Around the same time, a friend came to me with a problem that, I will be honest I didn’t know where to begin with in helping them. I didn’t know what to say, I didn’t feel I was in a position to counsel them and I felt like it was a situation that I couldn’t relate to. I slept (badly) on it and went back to them the next day and I did the best that I could to help. However, it’s lingered in my head and I have had to try and find a way to resolving this for myself.
The truth was, it made me feel really sad. I found myself questioning a lot of what I had seen and heard and I started to doubt my own ability to read and know people. I know that I am not alone in ever having had this feeling, and I am certain many of you can relate. I found myself going back to my default position of “protect your heart” or as one of my closest friends has said “protect your soul”. But in doing this, sometimes we just shield ourselves and we don’t deal with things. I had to find a way to reconcile my own feelings, rather than shut down and distance myself as in this situation I really wasn’t able to just step away emotionally.
So, going back to “The Universe” book, the Bernstein speaks a lot about leaning into joy and away from fear (bear with me!) and while I read this a lot of it made sense. In every situation we can chose how we view it, and how we react. It’s the old cliché, “happiness is an inside job”. And as annoying and as irritating as that phrase is, it’s actually painfully true. Because even on the crappiest of days, there is something good. (I’m sure that there is another “pintresty” quote there but I won’t allow myself to be pinterest enough to think about it. See, inside job!)

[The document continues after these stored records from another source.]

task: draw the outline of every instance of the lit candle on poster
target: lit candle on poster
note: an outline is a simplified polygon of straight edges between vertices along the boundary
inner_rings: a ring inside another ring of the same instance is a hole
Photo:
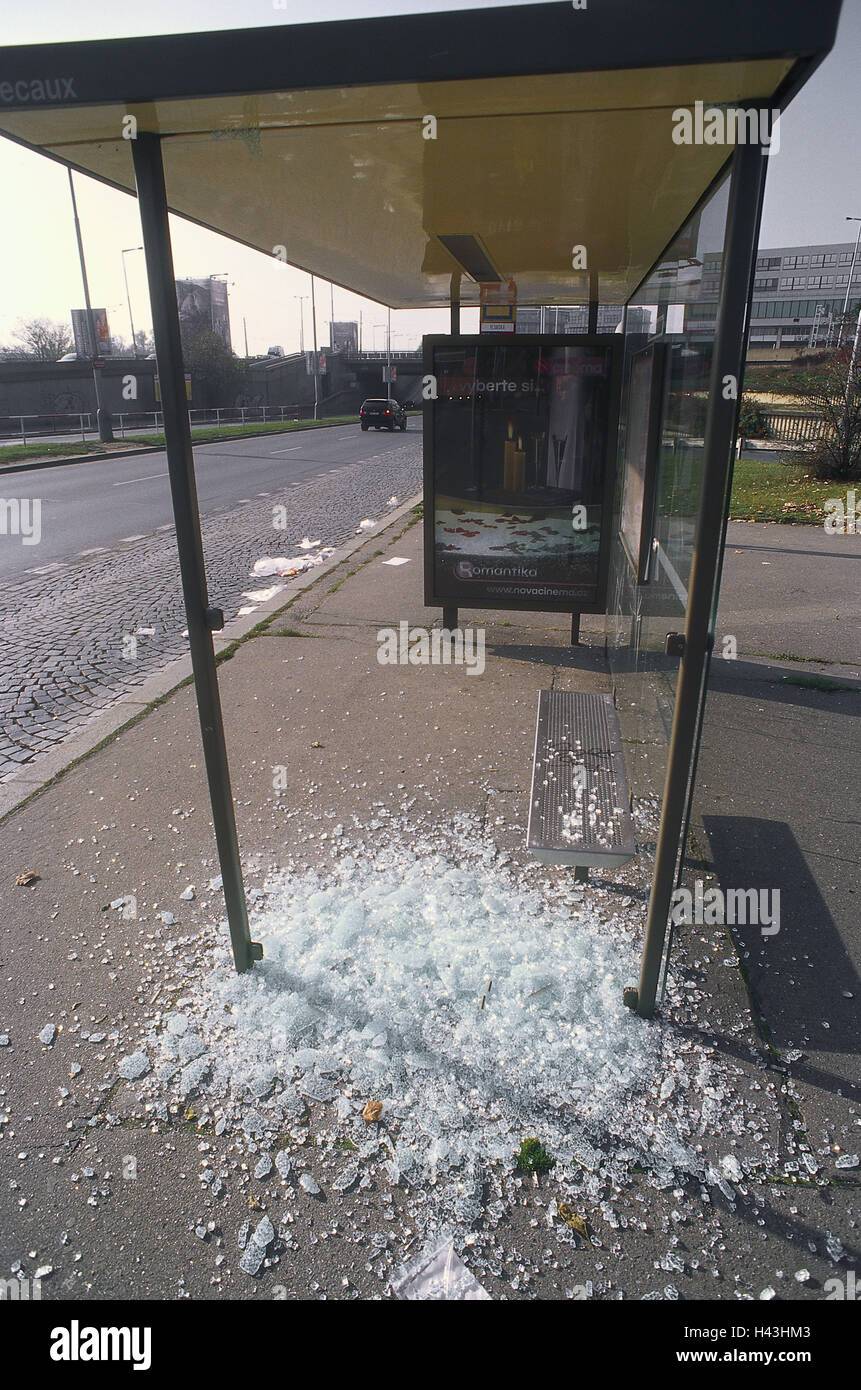
[[[508,438],[505,441],[503,453],[502,487],[505,492],[511,492],[514,488],[514,457],[517,453],[517,445],[514,442],[514,425],[508,422]]]
[[[514,471],[512,478],[512,490],[514,492],[523,491],[523,479],[526,473],[526,450],[523,447],[523,440],[517,436],[517,448],[514,451]]]

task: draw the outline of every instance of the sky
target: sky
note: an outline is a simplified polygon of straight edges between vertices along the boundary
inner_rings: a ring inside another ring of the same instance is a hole
[[[537,0],[532,0],[533,3]],[[507,0],[469,0],[460,8],[497,8]],[[527,0],[529,3],[529,0]],[[651,0],[630,0],[632,6]],[[755,3],[755,0],[751,0]],[[5,0],[4,44],[57,43],[184,33],[271,24],[366,18],[457,8],[452,0],[147,0],[146,6],[106,6],[104,0]],[[0,50],[2,67],[2,50]],[[781,148],[769,159],[760,245],[854,240],[861,217],[861,0],[844,0],[837,42],[781,120]],[[90,298],[106,307],[112,329],[131,336],[123,262],[136,329],[149,328],[140,223],[134,198],[75,175]],[[68,175],[52,161],[0,138],[0,189],[6,215],[0,219],[0,343],[17,323],[36,317],[69,319],[83,304]],[[27,209],[28,216],[10,216]],[[311,345],[309,277],[272,258],[171,219],[176,274],[226,275],[234,348],[251,353],[274,344],[299,346],[300,303],[305,346]],[[328,341],[331,296],[316,282],[318,341]],[[295,296],[306,296],[300,301]],[[358,319],[363,345],[385,346],[386,312],[345,290],[335,289],[334,317]],[[393,349],[416,346],[420,335],[448,331],[446,311],[393,311]],[[462,316],[465,332],[476,331],[477,312]]]

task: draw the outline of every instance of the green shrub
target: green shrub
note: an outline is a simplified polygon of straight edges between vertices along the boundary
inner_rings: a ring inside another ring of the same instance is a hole
[[[516,1162],[521,1173],[546,1173],[553,1167],[556,1159],[547,1152],[539,1139],[524,1139]]]
[[[738,415],[738,432],[742,439],[767,439],[771,431],[752,396],[742,396]]]

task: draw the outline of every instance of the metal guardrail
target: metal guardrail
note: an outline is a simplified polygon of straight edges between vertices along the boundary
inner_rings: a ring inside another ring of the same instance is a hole
[[[34,422],[29,430],[25,423],[28,420]],[[85,439],[86,431],[94,434],[97,429],[95,412],[90,413],[86,410],[56,415],[0,416],[0,439],[20,439],[22,443],[26,443],[28,434],[31,438],[34,435],[45,434],[80,434],[81,438]]]
[[[788,410],[762,410],[761,414],[771,438],[786,444],[812,444],[828,428],[821,415]]]
[[[361,352],[350,352],[346,354],[354,361],[361,362],[385,362],[391,357],[393,362],[421,362],[421,348],[406,348],[395,352],[387,353],[385,348],[362,348]]]
[[[310,419],[314,414],[313,405],[243,405],[220,406],[211,410],[190,409],[189,424],[195,425],[254,425],[284,424],[288,420]],[[114,429],[121,438],[136,430],[158,431],[164,427],[164,416],[160,410],[123,411],[111,416]],[[20,440],[26,444],[28,439],[40,439],[45,435],[80,435],[86,440],[87,434],[97,434],[98,425],[94,411],[70,411],[44,415],[6,415],[0,416],[0,440]]]

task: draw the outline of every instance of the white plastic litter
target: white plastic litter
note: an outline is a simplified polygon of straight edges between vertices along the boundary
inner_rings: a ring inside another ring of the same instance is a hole
[[[283,591],[283,584],[270,584],[267,589],[248,589],[242,597],[250,599],[252,603],[266,603],[270,598],[274,598],[276,594],[283,593]]]
[[[313,569],[315,565],[322,565],[327,554],[331,554],[331,548],[319,550],[316,555],[263,555],[259,560],[254,561],[251,573],[255,579],[263,579],[270,574],[282,576],[301,574],[302,570]]]
[[[392,1280],[392,1291],[396,1298],[404,1300],[490,1301],[490,1294],[454,1253],[450,1240],[411,1260]]]

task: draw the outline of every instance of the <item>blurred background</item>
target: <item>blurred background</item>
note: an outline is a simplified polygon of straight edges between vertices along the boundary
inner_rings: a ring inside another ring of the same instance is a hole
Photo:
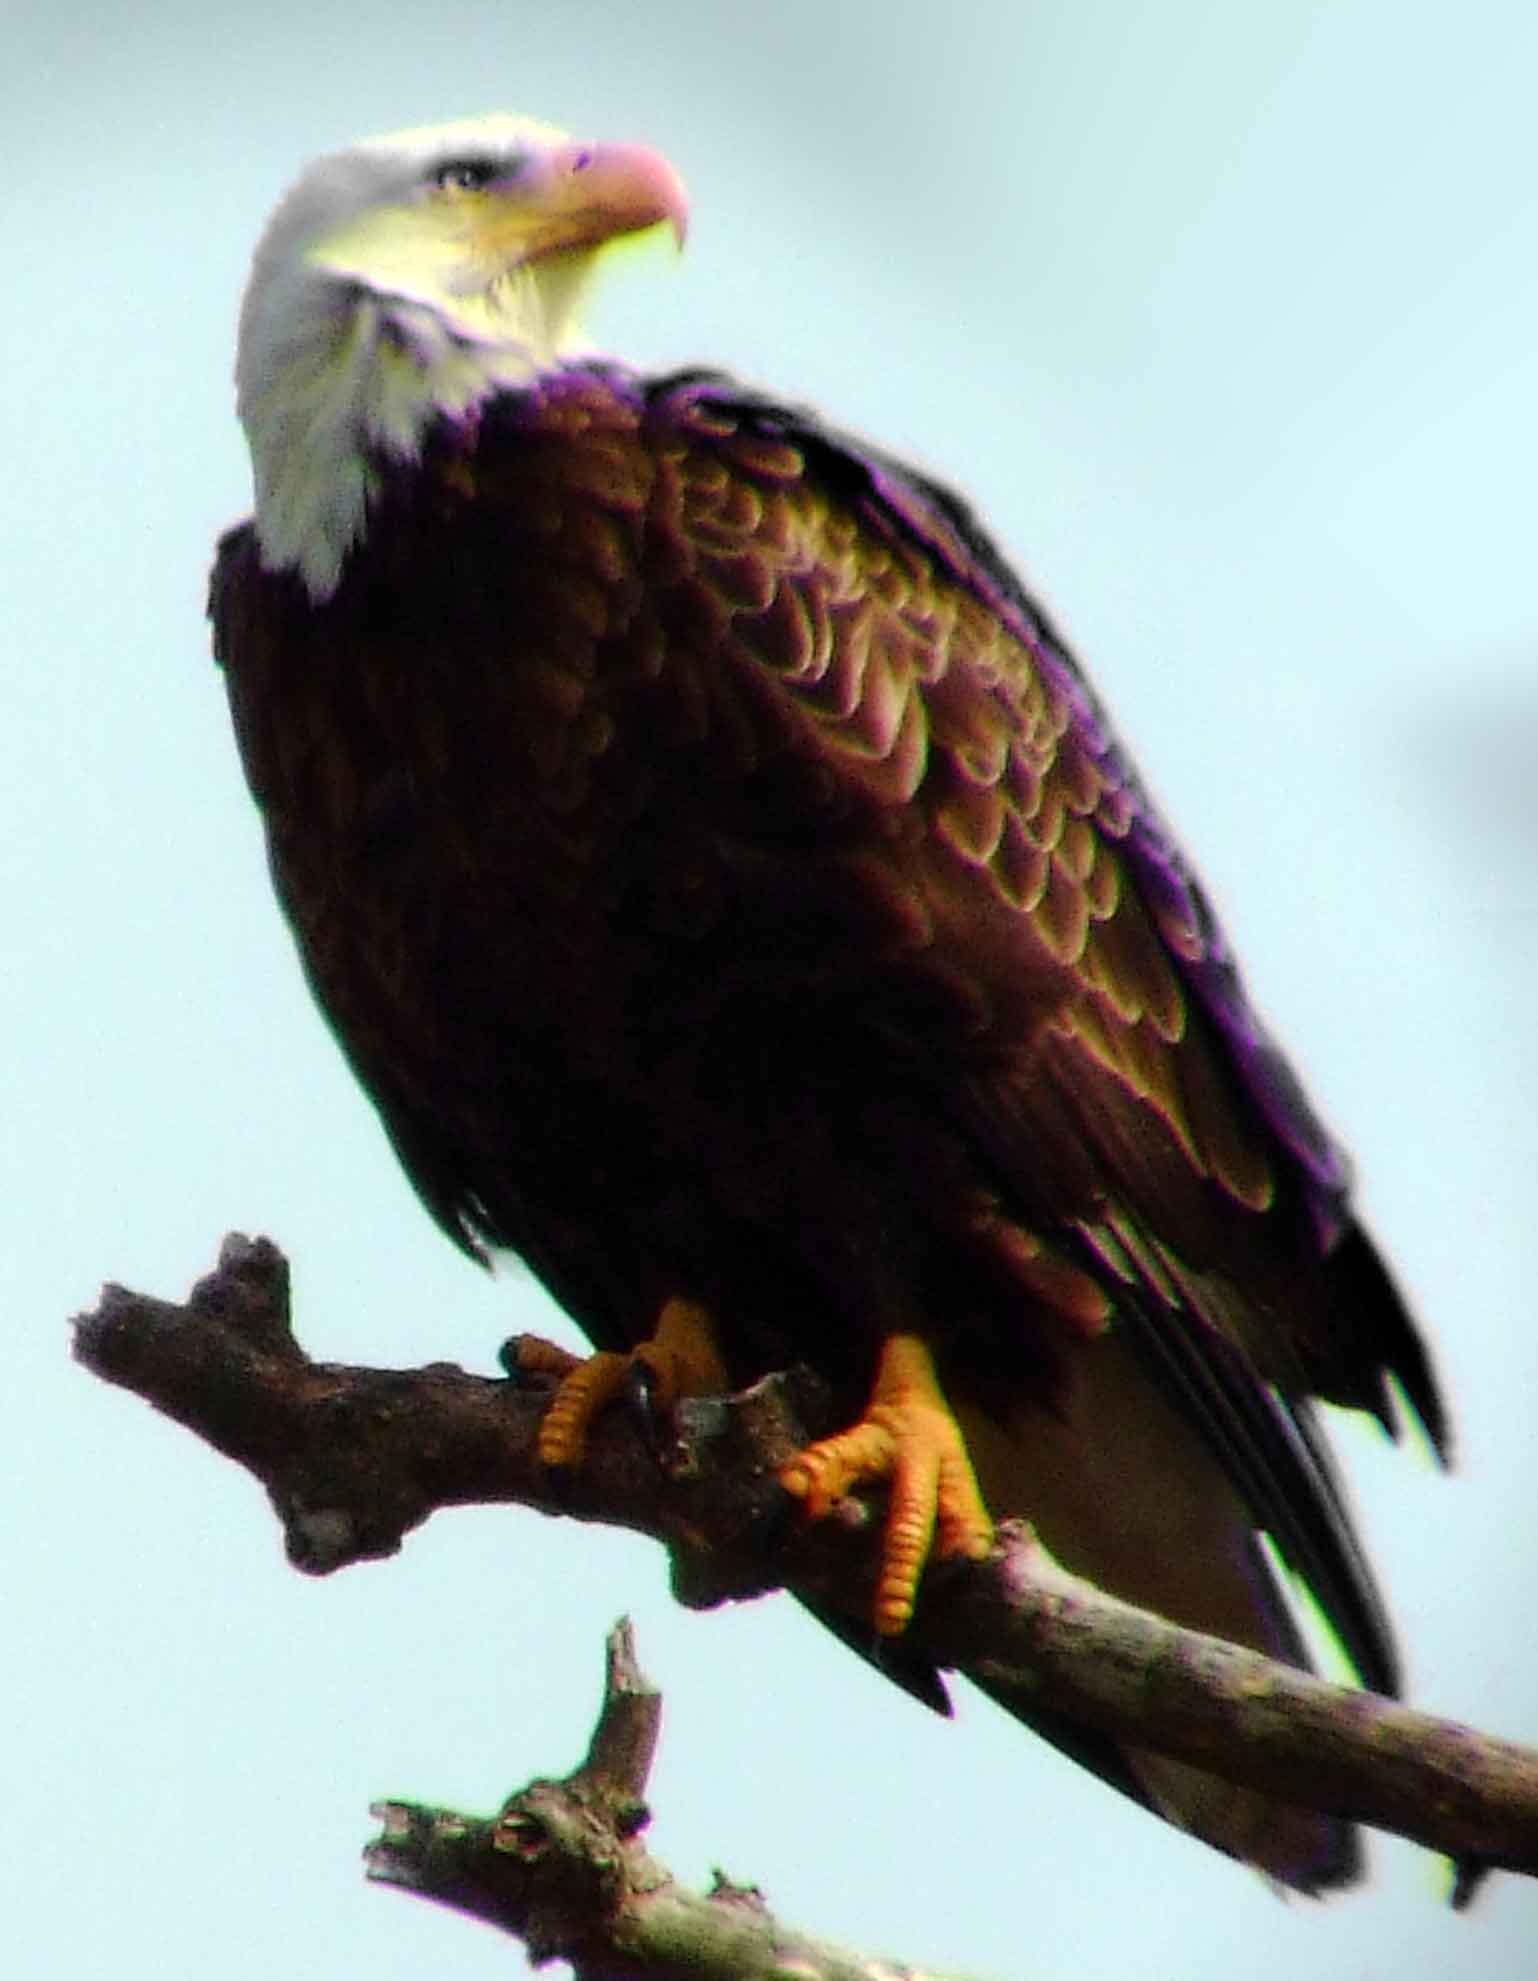
[[[252,243],[300,163],[508,108],[666,151],[681,263],[594,325],[823,407],[982,506],[1073,633],[1360,1164],[1459,1425],[1343,1442],[1415,1698],[1538,1740],[1538,18],[1390,0],[262,0],[7,8],[0,82],[0,1887],[8,1972],[520,1970],[371,1890],[370,1798],[580,1755],[602,1639],[665,1687],[655,1847],[980,1975],[1530,1975],[1379,1840],[1283,1904],[783,1599],[675,1610],[638,1540],[435,1519],[307,1582],[245,1477],[68,1360],[230,1227],[317,1356],[546,1312],[431,1229],[311,1009],[202,623],[248,474]]]

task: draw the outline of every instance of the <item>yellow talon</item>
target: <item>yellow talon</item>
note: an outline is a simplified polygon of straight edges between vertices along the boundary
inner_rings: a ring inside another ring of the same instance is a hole
[[[520,1338],[519,1369],[558,1379],[555,1396],[539,1427],[541,1465],[575,1468],[582,1464],[587,1456],[588,1433],[599,1412],[624,1388],[636,1365],[651,1372],[662,1410],[670,1410],[681,1397],[716,1396],[727,1388],[726,1364],[716,1346],[710,1316],[692,1300],[669,1300],[657,1317],[651,1339],[638,1343],[625,1355],[605,1349],[583,1358],[539,1335]]]
[[[784,1467],[780,1484],[822,1519],[854,1486],[891,1481],[875,1624],[895,1637],[913,1615],[931,1542],[942,1559],[980,1561],[993,1545],[993,1521],[978,1491],[966,1440],[917,1335],[889,1335],[870,1405],[859,1423],[808,1445]],[[938,1540],[936,1533],[938,1530]]]

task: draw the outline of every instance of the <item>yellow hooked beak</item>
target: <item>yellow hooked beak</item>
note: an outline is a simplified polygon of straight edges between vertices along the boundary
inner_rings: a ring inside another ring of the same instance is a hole
[[[476,248],[507,266],[637,234],[666,221],[679,247],[689,221],[683,181],[645,145],[563,143],[511,178],[467,194]]]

I truly believe funk days are good, lord knows I have plenty of funk-moments myself, however if you are going through a major hardship, not just a funk; a loss, the end of a relationship, you don’t have to see the good in the day. That can wait and it will come. But in everyday life and with every day challenges, we can change our perspectives and flip things to help us reframe it and move on. While I read the book, I came across a line that stuck with me, but that I cannot for the life of me find again. However a quick google and I came across this, also from a Bernstein book, and it makes as much (if not more) sense to me, “Whenever we place our happiness and peace in anything outside of ourselves, we'll inevitably feel unfulfilled and stuck.” *
I was finding myself falling deep into the funk whenever I thought about my friend’s situation and while I told myself, “not my circus,”** it still stuck with me and I knew that I had to change how I felt about it. I was allowing this it to drag me down, because it was making me doubt myself. On top of being down about it, I was also getting annoyed that I was allowing myself to be affected so much by someone else’s actions. My peace was being fully determined by the actions of someone else, someone who I had then distanced myself from and yet I was still feeling this way.
This is something that we are all guilty of though, we allow others to dictate how we feel about ourselves, and this isn’t good for anyone. So what do I recommend?
· Ask yourself “does this even matter?”
· Step away from the situations that make you feel “funky”
· Decide what you can and can’t do
· If you need help, ask for it
· Talk
· Find the positives, laugh about what you can.
· Realise that it is nothing to do with you.
It's not just problem situations that can lead us to depending on others for our happiness, it can be the invite you didn't get, or the text or the call back that never came. It happens to us all daily, what we need to do, for our own happiness, joy or peace of mind is remember in the end it's all down to us.
C xx
*Gabrielle Bernstein, May Cause Miracles: A 40-Day Guidebook of Subtle Shifts for Radical Change and Unlimited Happiness
**”Not my circus, not my monkeys”, one of the greatest pieces of advice I can ever give.